The data beneath the game: Who owns the numbers when baseball’s next CBA arrives?

Gerrit Cole may not know it, but every fastball he throws is now a financial transaction.

The instant the ball leaves his hand, Hawk-Eye and Statcast capture thousands of data points — release point, spin rate, velocity, movement, and extension. That information streams in real time to broadcasters, sportsbooks, fantasy platforms, and front offices. MLB packages, licenses and sells it. Under the collective-bargaining agreement, the players whose performances generate that data receive none of the revenue.

That arrangement made sense when player-performance data was a niche scouting tool. Now that legal U.S. sports betting generated roughly $160 billion in handle in 2025, the question is no longer academic. Ahead of the Dec. 1 expiration of the CBA, the union is expected to argue that data revenue is the next frontier of player compensation. It is a serious argument. On close examination, it is also a weak one.

A familiar question in a new form

Every round of baseball labor negotiations has asked a version of the same question: What value belongs to the players, and what belongs to the enterprise that finances the game?

The reserve clause was about mobility. Free agency was about market rates. Group licensing addressed names, images and likenesses. The union will frame data rights as the next entry in that lineage — and the framing has intuitive force. The question worth asking is whether data actually belongs in that lineage or only resembles it.

The union’s case, stated fairly

The MLBPA’s argument is not frivolous: Without the players, there is no data. Cole’s spin rate has value because Cole threw the pitch; Soto’s exit velocity moves betting markets because Soto hit the ball. The players are not sharing in a revenue category that barely existed when the current economic structure was built. The union can also point to direction of travel — the NIL movement and expanded likeness monetization reflect a broader shift toward recognizing the commercial value athletes generate. Any honest analysis has to concede the equitable pull of that position. The harder question is whether the law and the underlying economics support it.

What the law actually says

The foundational case is National Basketball Ass’n v. Motorola, Inc., 105 F.3d 841 (2d Cir. 1997), which held that real-time game facts — scores, statistics, play-by-play — are not copyrightable. Facts belong to no one. That principle is usually cited against the league — but it applies with equal force to the players.
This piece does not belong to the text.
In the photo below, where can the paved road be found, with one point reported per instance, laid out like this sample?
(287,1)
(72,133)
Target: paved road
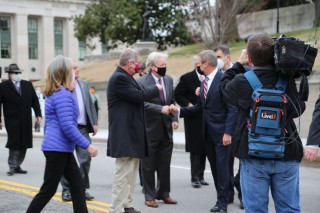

If the observation that a pitch traveled 99 miles per hour belongs to no one, the player who threw it has no more proprietary claim to the raw datum than the league does.

The narrow “hot news” misappropriation doctrine that survived Motorola was constrained further by Barclays Capital Inc. v. TheFlyOnTheWall.com, Inc., 650 F.3d 876 (2d Cir. 2011), and courts have shown little appetite for manufacturing new quasi-property rights in factual data for anyone. Baseball’s antitrust exemption and the Curt Flood Act add complexity without resolving the core point: Neither side owns the facts.

If the dispute is not about who owns the facts — because no one does — then it is about who owns what actually carries commercial value: the certified, low-latency infrastructure that turns raw observation into a saleable product. On that question, the record is far less ambiguous.

Why sportsbooks pay

Sportsbooks do not pay for the existence of a 99-mph fastball. They pay for the instantaneous, accurate, certified delivery of that information at scale. For betting markets, a 400-foot home run and a ball dribbled back to the pitcher carry the same economic value — one that derives from near-instantaneous knowledge, not quality of play.

The commercial value operators purchase is created at the point of capture, validation, and delivery: the links in the chain the league financed and controls. The performance is the occasion for the data. The infrastructure is the source of its market value.

What ownership built

The league spent two decades and substantial capital building Statcast, Hawk-Eye integration, the validation systems and the distribution partnerships that turned raw observation into a certified product. The premium that “official” data commands flows directly from that investment in reliability, standardization and regulatory acceptance.

A framework that redistributes data revenue to a party that bore none of the development cost introduces uncertainty into long-term media and betting deals and weakens the incentive to fund the next generation of capture technology. The party that builds an asset and bears the attendant risk has the strongest claim to its returns — a principle that holds well beyond baseball.

The players are asserting a claim to the returns on capital they did not provide, layered atop compensation systems that already pay them, very well, for the performances that occasion the data.

What December should produce

The players have an equitable argument and a real grievance about being left out of a growing revenue category. But the league has the better legal position, the investment record and the stronger claim to the part of the chain where value is actually created.

If labor peace requires some accommodation, it should be a bounded, negotiated concession — a modest, capped participation tied to the union’s acknowledgement that the infrastructure and its output remain league property — not recognition of a player ownership right the law does not support.

Baseball has spent half a century deciding how to divide the value created on the field. The next agreement will decide how to divide the value created by the infrastructure built above it. Those are different questions — and conflating them is the union’s strongest rhetorical move and its weakest analytical one.

Mark Salah Morgan is a litigation partner at Day Pitney LLP’s New York/New Jersey law office, and also serves on the firm’s executive board committee.